From 1957 to ‘60, Venturi won 10 times. He looked destined for even greater triumphs, but after sustaining back and rib injuries in a car accident in ’61, he slumped severely. By the end of the ’63 season, Venturi was nearly broke. His swing was wayward and lost, and he later conceded he was drinking too much back then. He swooned so badly he did not even earn an invite to the ’64 Masters and considered buying into a restaurant and leaving the game.
With Lowery’s help, and with so much work on the range he says his fingers blistered, Venturi bounced back in the run up to the ’64 U.S. Open. He found himself and his game, creating one of the most dramatic finishes in major championship history.
Wobbled by heat exhaustion in 100-degree heat at Congressional, Venturi looked like he might not be able to finish. A doctor treated him between rounds in the 36-hole finale. By day’s end, Venturi prevailed, but he was so weary he could not pluck his golf ball out of the last hole. Raymond Floyd, who played alongside, did it for him.
“I saw him fight and scrap to win the most coveted thing in golf,” Floyd once said. “It is one of the most heroic things I have ever seen.”
Venturi would win just once more in his career. A circulatory ailment in his hands forced an early retirement, but that led to his long second career as an analyst for CBS, which wasn’t without its challenges, either. Venturi recovered from prostate cancer later in his broadcast career.

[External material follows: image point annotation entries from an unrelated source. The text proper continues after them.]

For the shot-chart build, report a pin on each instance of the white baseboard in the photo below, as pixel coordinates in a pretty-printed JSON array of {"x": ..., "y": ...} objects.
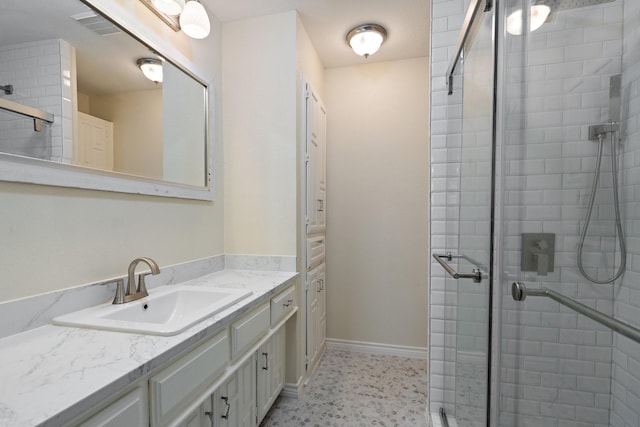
[
  {"x": 376, "y": 348},
  {"x": 293, "y": 390}
]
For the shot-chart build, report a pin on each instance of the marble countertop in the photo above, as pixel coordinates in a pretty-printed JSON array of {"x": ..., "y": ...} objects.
[{"x": 52, "y": 374}]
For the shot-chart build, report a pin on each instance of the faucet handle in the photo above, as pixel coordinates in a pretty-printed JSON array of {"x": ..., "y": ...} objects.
[
  {"x": 119, "y": 298},
  {"x": 142, "y": 286}
]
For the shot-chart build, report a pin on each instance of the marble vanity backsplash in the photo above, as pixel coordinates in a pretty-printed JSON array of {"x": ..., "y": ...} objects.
[{"x": 23, "y": 314}]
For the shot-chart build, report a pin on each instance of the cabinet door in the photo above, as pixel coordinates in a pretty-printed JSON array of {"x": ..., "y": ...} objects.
[
  {"x": 316, "y": 119},
  {"x": 316, "y": 315},
  {"x": 270, "y": 371},
  {"x": 130, "y": 410},
  {"x": 234, "y": 402}
]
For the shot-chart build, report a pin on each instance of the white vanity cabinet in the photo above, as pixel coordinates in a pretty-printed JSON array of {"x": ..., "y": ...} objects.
[
  {"x": 270, "y": 372},
  {"x": 234, "y": 402},
  {"x": 175, "y": 387},
  {"x": 129, "y": 410},
  {"x": 229, "y": 380}
]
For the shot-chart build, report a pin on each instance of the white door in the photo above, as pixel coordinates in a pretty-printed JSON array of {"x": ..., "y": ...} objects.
[
  {"x": 316, "y": 315},
  {"x": 94, "y": 147},
  {"x": 316, "y": 121}
]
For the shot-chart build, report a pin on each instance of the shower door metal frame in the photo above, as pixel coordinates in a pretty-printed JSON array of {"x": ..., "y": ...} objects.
[{"x": 466, "y": 35}]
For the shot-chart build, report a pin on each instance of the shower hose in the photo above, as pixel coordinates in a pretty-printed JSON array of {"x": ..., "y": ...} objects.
[{"x": 594, "y": 189}]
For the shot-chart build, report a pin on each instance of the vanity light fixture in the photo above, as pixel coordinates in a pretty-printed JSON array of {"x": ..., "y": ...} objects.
[
  {"x": 366, "y": 39},
  {"x": 170, "y": 7},
  {"x": 194, "y": 20},
  {"x": 151, "y": 68},
  {"x": 538, "y": 14},
  {"x": 186, "y": 15}
]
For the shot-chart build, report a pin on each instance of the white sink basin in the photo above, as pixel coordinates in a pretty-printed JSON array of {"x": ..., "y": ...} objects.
[{"x": 166, "y": 311}]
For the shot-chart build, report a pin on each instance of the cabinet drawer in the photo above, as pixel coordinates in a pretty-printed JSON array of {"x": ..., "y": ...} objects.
[
  {"x": 315, "y": 250},
  {"x": 248, "y": 329},
  {"x": 282, "y": 304},
  {"x": 176, "y": 385}
]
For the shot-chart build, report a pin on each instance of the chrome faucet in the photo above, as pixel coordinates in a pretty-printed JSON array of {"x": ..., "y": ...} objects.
[{"x": 132, "y": 293}]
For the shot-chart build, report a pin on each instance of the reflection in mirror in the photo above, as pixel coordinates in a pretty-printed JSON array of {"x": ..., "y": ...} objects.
[{"x": 61, "y": 58}]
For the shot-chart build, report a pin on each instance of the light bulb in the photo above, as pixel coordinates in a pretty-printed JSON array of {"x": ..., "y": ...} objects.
[
  {"x": 538, "y": 14},
  {"x": 194, "y": 20},
  {"x": 151, "y": 68},
  {"x": 169, "y": 7},
  {"x": 366, "y": 43}
]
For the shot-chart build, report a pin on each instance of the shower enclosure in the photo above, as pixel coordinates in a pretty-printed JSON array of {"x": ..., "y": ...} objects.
[{"x": 535, "y": 186}]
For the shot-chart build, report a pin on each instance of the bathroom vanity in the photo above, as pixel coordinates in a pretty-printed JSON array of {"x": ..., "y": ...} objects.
[{"x": 226, "y": 370}]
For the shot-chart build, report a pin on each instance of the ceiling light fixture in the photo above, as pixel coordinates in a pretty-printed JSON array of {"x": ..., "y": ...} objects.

Proud, sensitive and complicated, Venturi has a fighter’s spirit. He showed that again just a few years ago in the release of his autobiography, “Getting up and down: My 60 years in golf.” He created a small tempest reiterating his belief that Palmer beat him in the ’58 Masters after incorrectly playing two balls at the 12th green, one of them a provisional in Palmer’s appeal of an unfavorable ruling over an embedded ball.
“I firmly believe that he did wrong, and he knows he did wrong,” Venturi wrote in the book.
With controversy ensuing the excerpt’s release, Venturi insisted he wasn’t accusing Palmer of cheating. He said that Palmer merely played a second ball incorrectly.
Venturi’s book, of course, explored his rich story well beyond that incident.
Whatever qualities made Venturi a welcome guest in so many homes with TVs over the years, it also made him welcome among the game’s greats.
Venturi wasn’t just a Byron Nelson pupil. He was a close friend. Venturi also became so close to Hogan, he was a pallbearer at Hogan’s funeral. They weren’t even Venturi’s most famous connections, though. Venturi called Frank Sinatra a dear friend and a former roommate.
Running with the Rat Pack isn’t Venturi’s only strong link to pop culture.
Venturi was one of the central figures in Mark Frost’s excellent book, “The Match,” which detailed a famous better-ball showdown between amateurs Venturi and Harvie Ward and pros Nelson and Hogan.
Venturi also appeared as himself in the movie, “Tin Cup.”
When Kevin Costner, as the fictional character Roy McAvoy, decides to go for it in the U.S. Open near the movie’s end, he says: “This is for Venturi up in the booth thinking I should lay up.” In response, McAvoy’s caddie, actor Cheech Marin, says: “Yeah, what does he know? He only won this tournament before you were born.”
Venturi’s fame spread beyond golf with the release of that movie. Now, with Monday’s announcement, his fame is secured in golf’s hallowed halls.